All of the most perfect examples of hypocrisy I've ever heard or experienced vanished and left me with a lame example: "Well, it's more like someone criticizing people for sneezing really loud and then sneezing loudly themselves. It's about criticizing someone for something that you do yourself."
Much later we're in the car on the way home, Gary driving. I've already threatened the boys several times that we're going to take the next exit and sit in the car until they tell me they can control their bickering because it's not safe to drive with all the yelling in back. There's a sullen silence reigning when Gary said, "Man, that guy has big ears!"
"The driver in front of us. He has huge ears."
"How can you see that...oh!" When the light angle was just right this driver's ears were elephantine. Even several car lengths ahead and around a neck rest we could see them. Gary kept talking, "I don't think I've ever seen ears that big."
I couldn't help it, and started to laugh.
Connor was scandalized. "That's really MEAN of you guys! How would you like it if someone behind us was laughing at Dad's bald spot?"
We rounded a corner and the autumn light illuminated the inside of the car ahead again.

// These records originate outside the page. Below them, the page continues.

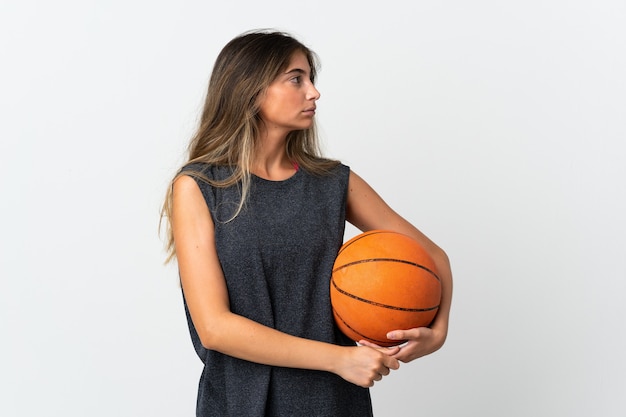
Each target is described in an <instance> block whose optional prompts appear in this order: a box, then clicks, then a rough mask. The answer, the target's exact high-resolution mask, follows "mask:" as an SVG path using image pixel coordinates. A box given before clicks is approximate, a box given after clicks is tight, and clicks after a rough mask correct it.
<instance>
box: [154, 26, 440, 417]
mask: <svg viewBox="0 0 626 417" xmlns="http://www.w3.org/2000/svg"><path fill="white" fill-rule="evenodd" d="M315 75H316V56H315V55H314V53H313V52H312V51H310V50H309V49H308V48H306V47H305V46H304V45H302V44H301V43H300V42H298V41H297V40H295V39H294V38H292V37H290V36H289V35H287V34H284V33H280V32H269V31H257V32H249V33H246V34H243V35H241V36H239V37H237V38H235V39H233V40H232V41H230V42H229V43H228V44H227V45H226V46H225V47H224V49H223V50H222V51H221V53H220V54H219V56H218V58H217V60H216V62H215V66H214V68H213V72H212V75H211V79H210V82H209V89H208V92H207V96H206V102H205V105H204V110H203V113H202V118H201V122H200V126H199V128H198V130H197V132H196V134H195V136H194V137H193V139H192V141H191V143H190V146H189V158H188V162H187V163H186V164H185V165H184V166H183V168H182V169H181V170H180V172H179V173H178V174H177V175H176V176H175V178H174V179H173V180H172V184H171V187H170V189H169V192H168V194H167V197H166V201H165V205H164V215H165V216H166V217H167V220H168V225H169V229H168V233H169V240H168V250H169V255H170V257H171V258H172V257H176V258H177V261H178V267H179V271H180V279H181V283H182V289H183V296H184V305H185V310H186V313H187V319H188V323H189V330H190V333H191V338H192V341H193V344H194V347H195V349H196V352H197V353H198V355H199V356H200V358H201V359H202V361H203V363H204V371H203V373H202V376H201V379H200V386H199V392H198V402H197V415H198V416H220V417H223V416H263V415H267V416H333V417H341V416H368V415H371V414H372V409H371V402H370V396H369V390H368V387H371V386H372V385H373V384H374V382H375V381H379V380H381V379H382V377H383V376H385V375H388V374H389V372H390V370H394V369H398V367H399V362H408V361H411V360H413V359H415V358H418V357H420V356H423V355H427V354H429V353H431V352H434V351H436V350H437V349H439V348H440V347H441V346H442V345H443V343H444V341H445V339H446V335H447V330H448V315H449V310H450V300H451V291H452V277H451V272H450V267H449V262H448V259H447V256H446V255H445V253H444V252H443V251H442V250H441V249H440V248H439V247H437V246H436V245H435V244H434V243H433V242H431V241H430V240H429V239H428V238H426V236H424V235H423V234H422V233H421V232H420V231H419V230H417V229H416V228H415V227H413V226H412V225H411V224H410V223H408V222H407V221H406V220H405V219H403V218H402V217H400V216H399V215H398V214H396V213H395V212H394V211H393V210H392V209H391V208H390V207H389V206H388V205H387V204H386V203H385V202H384V201H383V200H382V199H381V198H380V197H379V196H378V195H377V194H376V192H375V191H374V190H373V189H372V188H371V187H370V186H369V185H368V184H367V183H366V182H365V181H364V180H363V179H361V178H360V177H359V176H357V175H356V174H355V173H354V172H351V171H350V169H349V168H348V167H347V166H345V165H343V164H341V163H340V162H337V161H333V160H329V159H325V158H322V157H321V156H320V154H319V150H318V146H317V139H316V133H315V123H314V116H315V110H316V102H317V100H318V99H319V97H320V94H319V92H318V91H317V89H316V88H315V85H314V81H315ZM346 220H347V221H349V222H350V223H352V224H353V225H355V226H356V227H358V228H359V229H360V230H362V231H367V230H372V229H387V230H394V231H398V232H401V233H404V234H407V235H409V236H411V237H413V238H414V239H416V240H417V241H419V242H420V243H421V244H422V245H423V246H424V247H426V248H427V250H428V251H429V252H430V254H431V255H432V256H433V258H434V259H435V260H436V264H437V268H438V271H439V273H440V277H441V281H442V285H443V296H442V300H441V305H440V308H439V312H438V315H437V317H436V319H435V321H434V323H433V324H432V326H431V327H430V328H418V329H398V330H395V331H393V332H391V333H390V335H389V337H390V338H393V339H398V340H408V343H406V344H404V345H402V347H394V348H385V349H383V348H379V347H377V346H375V345H371V344H367V343H363V344H362V345H360V346H359V345H356V344H355V343H354V342H352V341H350V340H349V339H348V338H347V337H345V336H344V335H343V334H341V332H339V331H338V329H337V328H336V326H335V325H334V322H333V318H332V313H331V307H330V299H329V280H330V275H331V269H332V265H333V262H334V259H335V257H336V255H337V252H338V250H339V248H340V246H341V244H342V243H343V233H344V227H345V221H346Z"/></svg>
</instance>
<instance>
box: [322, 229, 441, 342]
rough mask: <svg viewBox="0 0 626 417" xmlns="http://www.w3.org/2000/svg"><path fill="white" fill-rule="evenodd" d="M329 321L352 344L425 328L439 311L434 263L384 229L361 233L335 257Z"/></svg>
mask: <svg viewBox="0 0 626 417" xmlns="http://www.w3.org/2000/svg"><path fill="white" fill-rule="evenodd" d="M330 300H331V304H332V308H333V315H334V318H335V322H336V323H337V326H338V327H339V329H340V330H341V331H342V332H343V333H344V334H345V335H346V336H348V337H350V338H351V339H352V340H354V341H356V342H358V341H359V340H363V339H365V340H369V341H371V342H373V343H376V344H377V345H379V346H394V345H397V344H400V343H403V341H398V340H390V339H387V337H386V335H387V333H388V332H389V331H391V330H406V329H412V328H416V327H426V326H428V325H429V324H430V323H431V322H432V320H433V319H434V317H435V315H436V314H437V310H438V309H439V302H440V300H441V282H440V279H439V277H438V275H437V270H436V268H435V263H434V261H433V260H432V258H431V257H430V256H429V255H428V254H427V253H426V251H425V250H424V249H423V248H422V247H421V246H420V245H419V244H418V243H417V242H416V241H415V240H413V239H412V238H410V237H408V236H405V235H403V234H400V233H396V232H391V231H386V230H372V231H369V232H366V233H362V234H360V235H358V236H355V237H354V238H352V239H350V240H349V241H348V242H346V243H345V244H344V245H343V246H342V247H341V249H340V250H339V253H338V255H337V259H336V260H335V264H334V266H333V272H332V278H331V282H330Z"/></svg>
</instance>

"There they are." said Gary. It took a moment to realize what "they" were, and this time I howled. I hadn't laughed like that in ages, with such complete abandon.
Connor spoke up again. "You guys are so mean! I can't believe you!"
I said, "Connor, we wouldn't laugh if we were in the same room as him. He can't hear us." Then, inspiration seized me: "I wouldn't punctuate any comment I'd make with, 'DUMMY!' Now that would be mean.'" I paused for effect, then, "Connor, people who live in glass houses shouldn't throw stones!"
Way to drive home a metaphor! He got it, too. Eyes dropped, "Awwww....be quiet..."
But I have a runner up for that perfect moment. Last night I took the boys to a matinee our local theater puts on as a school benefit. They were running "Night At the Museum, Battle of the Smithsonian". The premise of the original "Night At the Museum" is a night guard at the American Museum of Natural History in New York City discovers that the exhibits come to life during the night. A magical ancient Egyptian tablet animates them. One of those exhibits is a mischievous, trouble-causing capuchin monkey.
The sequel finds the exhibits moved to the Smithsonian to be archived. Due to the capuchin's having stolen the Egyptian tablet all the exhibits in the greater institute (housed in 19 museums along the Washington Mall) come to life , including the first monkey in space (a capuchin) who happens to meet face to face with its counterpart from New York. There is a scene where the monkeys are slapping each other while the Ben Stiller character tries vainly to stop them, getting slapped himself and slapping them as well. Now THAT was a perfect image of my boys, verbally "slapping" each other, and me, trying to make it stop. I whispered to Connor, "That's US!"